Ieder van ons deelt uit een nostalgisch verlangen naar vroeger graag zijn mooiste jeugd herinneringen . Zeker rond de tijd van Sinterklaas. Bijzondere momenten die hem of haar nog jaren lang voor de geest staan. Daar kan ik ondanks een ongelukkige jeugd niet bij achter blijven. Vond ik zelf , Mijn lege schoenen bij de schoorsteen ziende Daarom dit waar gebeurde verhaal en tevens mijn mooiste jeugdherinnering!

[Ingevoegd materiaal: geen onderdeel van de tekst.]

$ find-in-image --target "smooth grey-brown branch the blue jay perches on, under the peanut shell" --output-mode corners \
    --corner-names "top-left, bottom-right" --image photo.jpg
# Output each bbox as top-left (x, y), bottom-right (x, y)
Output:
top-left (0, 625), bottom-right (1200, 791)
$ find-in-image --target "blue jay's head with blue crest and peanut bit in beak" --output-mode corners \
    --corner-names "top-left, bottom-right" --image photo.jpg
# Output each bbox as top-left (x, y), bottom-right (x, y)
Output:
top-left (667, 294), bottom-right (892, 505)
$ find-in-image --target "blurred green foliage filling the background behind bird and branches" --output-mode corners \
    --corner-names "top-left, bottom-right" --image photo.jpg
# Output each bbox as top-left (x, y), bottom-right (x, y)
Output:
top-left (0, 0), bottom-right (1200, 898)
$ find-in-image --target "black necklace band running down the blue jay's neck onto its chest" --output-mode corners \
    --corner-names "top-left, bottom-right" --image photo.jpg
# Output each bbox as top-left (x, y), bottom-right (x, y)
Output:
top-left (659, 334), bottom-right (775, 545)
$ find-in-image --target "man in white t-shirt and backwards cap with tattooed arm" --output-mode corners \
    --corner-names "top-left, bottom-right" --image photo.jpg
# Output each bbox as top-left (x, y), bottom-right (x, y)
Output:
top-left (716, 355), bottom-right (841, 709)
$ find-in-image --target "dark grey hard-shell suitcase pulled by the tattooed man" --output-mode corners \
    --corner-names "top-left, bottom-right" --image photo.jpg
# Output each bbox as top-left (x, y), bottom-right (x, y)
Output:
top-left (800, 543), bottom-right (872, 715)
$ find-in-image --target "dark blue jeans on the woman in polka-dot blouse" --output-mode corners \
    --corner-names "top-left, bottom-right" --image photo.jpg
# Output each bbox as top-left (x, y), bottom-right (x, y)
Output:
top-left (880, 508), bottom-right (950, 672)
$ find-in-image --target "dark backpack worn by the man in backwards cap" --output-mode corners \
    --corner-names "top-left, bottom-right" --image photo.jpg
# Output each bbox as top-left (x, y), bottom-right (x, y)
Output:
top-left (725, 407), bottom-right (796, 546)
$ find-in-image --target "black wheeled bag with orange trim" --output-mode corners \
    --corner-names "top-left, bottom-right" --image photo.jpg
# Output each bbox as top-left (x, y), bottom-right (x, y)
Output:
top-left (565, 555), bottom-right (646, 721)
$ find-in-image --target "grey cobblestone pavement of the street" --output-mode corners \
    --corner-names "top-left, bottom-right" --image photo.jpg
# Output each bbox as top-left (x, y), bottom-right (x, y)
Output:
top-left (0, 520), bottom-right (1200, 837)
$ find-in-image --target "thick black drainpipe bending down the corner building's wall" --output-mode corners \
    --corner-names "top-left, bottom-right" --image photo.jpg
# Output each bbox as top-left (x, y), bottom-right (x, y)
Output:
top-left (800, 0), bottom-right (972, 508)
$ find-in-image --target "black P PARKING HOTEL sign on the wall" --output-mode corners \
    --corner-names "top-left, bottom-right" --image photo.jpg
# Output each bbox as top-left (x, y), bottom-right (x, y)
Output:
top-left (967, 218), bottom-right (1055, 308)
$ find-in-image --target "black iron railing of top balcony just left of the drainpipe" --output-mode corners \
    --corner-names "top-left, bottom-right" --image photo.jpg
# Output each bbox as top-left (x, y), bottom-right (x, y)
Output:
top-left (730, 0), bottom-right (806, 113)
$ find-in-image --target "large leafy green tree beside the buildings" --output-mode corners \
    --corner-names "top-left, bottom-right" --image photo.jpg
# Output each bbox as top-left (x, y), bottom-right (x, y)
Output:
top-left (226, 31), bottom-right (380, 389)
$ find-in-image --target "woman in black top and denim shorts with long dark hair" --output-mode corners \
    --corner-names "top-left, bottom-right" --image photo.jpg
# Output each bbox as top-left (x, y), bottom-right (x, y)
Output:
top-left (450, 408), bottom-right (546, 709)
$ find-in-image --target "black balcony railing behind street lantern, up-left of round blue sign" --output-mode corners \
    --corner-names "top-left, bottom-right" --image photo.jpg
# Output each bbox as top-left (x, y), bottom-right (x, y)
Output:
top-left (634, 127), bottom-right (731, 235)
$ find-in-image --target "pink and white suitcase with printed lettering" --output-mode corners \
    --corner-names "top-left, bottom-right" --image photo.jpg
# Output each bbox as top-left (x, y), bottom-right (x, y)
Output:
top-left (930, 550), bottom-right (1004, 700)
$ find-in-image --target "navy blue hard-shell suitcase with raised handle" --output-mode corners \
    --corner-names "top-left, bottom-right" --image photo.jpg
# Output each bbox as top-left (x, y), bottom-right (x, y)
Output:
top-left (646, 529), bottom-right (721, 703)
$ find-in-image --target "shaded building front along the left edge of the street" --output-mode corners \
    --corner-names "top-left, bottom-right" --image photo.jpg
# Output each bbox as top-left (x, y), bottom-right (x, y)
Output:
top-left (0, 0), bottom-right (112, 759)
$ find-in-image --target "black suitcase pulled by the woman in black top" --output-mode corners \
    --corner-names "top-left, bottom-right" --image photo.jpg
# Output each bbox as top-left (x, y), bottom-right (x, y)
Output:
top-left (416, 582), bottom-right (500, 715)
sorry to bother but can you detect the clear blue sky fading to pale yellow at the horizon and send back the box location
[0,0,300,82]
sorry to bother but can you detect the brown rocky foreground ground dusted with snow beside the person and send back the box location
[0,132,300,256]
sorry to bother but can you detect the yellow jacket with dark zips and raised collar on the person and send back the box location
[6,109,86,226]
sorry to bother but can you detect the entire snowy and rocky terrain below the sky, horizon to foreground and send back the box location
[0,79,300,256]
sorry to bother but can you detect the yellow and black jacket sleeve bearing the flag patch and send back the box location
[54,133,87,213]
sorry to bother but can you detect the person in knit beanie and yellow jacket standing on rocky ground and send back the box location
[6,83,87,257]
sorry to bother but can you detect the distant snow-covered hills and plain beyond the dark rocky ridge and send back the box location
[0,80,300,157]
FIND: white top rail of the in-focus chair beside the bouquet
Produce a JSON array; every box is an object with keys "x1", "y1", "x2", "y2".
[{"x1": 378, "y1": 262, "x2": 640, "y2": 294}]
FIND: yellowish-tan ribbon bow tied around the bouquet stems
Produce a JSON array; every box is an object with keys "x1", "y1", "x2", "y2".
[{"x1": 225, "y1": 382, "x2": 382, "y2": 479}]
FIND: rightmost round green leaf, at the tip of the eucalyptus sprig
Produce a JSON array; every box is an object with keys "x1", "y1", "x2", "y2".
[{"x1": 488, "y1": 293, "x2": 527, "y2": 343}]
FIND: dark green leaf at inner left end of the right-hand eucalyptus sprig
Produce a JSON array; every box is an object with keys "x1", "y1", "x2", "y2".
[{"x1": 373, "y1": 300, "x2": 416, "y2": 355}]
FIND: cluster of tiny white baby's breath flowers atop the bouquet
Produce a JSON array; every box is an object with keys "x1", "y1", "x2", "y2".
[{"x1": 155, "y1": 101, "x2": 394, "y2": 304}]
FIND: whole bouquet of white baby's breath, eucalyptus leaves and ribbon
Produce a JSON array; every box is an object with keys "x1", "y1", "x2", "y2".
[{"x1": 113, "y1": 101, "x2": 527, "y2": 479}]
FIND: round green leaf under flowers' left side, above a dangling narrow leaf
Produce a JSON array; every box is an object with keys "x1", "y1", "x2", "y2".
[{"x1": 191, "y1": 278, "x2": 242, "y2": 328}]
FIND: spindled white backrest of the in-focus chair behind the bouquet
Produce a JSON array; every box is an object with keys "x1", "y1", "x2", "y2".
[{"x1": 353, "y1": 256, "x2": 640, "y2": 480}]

In mijn jeugd woonde mijn ouders, ik ondergetekende ,één tweelingzus en één vreselijke etter van een stiefbroer op een bovenwoning in Amsterdam. In de Karel du Jardin straat 55 II. Een slecht onderhouden straat in oud zuid aan de nette kant van de Pijp. Ik zal 11 jaar geweest zijn. Hoe oud precies weet ik niet meer Niet dat dit hier van belang is. In die tijd ik spreek over de jaren 60 werd ik al 5 jaar door mijn stiefvader mishandeld. Fysiek op week en maandbasis en geestelijk elke dag. Die fysieke mishandelingen hadden er aanmerkelijk meer kunnen zijn als ik niet al op jonge leeftijd had geleerd dat het slimmer was om op de vlucht te slaan. Zeker als er een pak slaag in de lucht hing. Iets waar ik als een Pietje Pelleboer een zesde zintuig voor ontwikkelde. Een bijna overdreven gevoeligheid voor zelfs de kleinste verandering in het humeur van mijn moeder die mij gered heeft van menig pak op mijn donder. Zodoende maakte ik er een gewoonte van elke middag iets voor vijven de deur achter mij dicht te trekken . De tijd van de dag dat hij ‘mijn stiefvader’ steevast van zijn werk bij de koninklijke marine thuis kwam. Ik zwierf dan een uurtje rond .Verbeidde mijn tijd met het pesten van de buurtkatten. De buurtspeeltuin op het Van Aertzplein zat al dicht. Als er geen noodweer dreigde kwam ik net voor het eten rond de klok van zes weer thuis . Waste mijn handen en deed verder of mijn neus bloede. Op de vraag waar ik geweest was antwoordde ik steevast: de bibliotheek. Een stijlvolle leugen waar ik mijn fenomenale eruditie aan te danken heb. Een antwoord ook dat mijn stiefvader met alleen maar lager school volkomen bevredigde . Alsof ik voor hem wat goed te maken had! Hij er voor zorgde dat ik hogerop de maatschappelijke ladder kwam. Kennis is net puberale seks dacht ik in mijn vroege pubertijd.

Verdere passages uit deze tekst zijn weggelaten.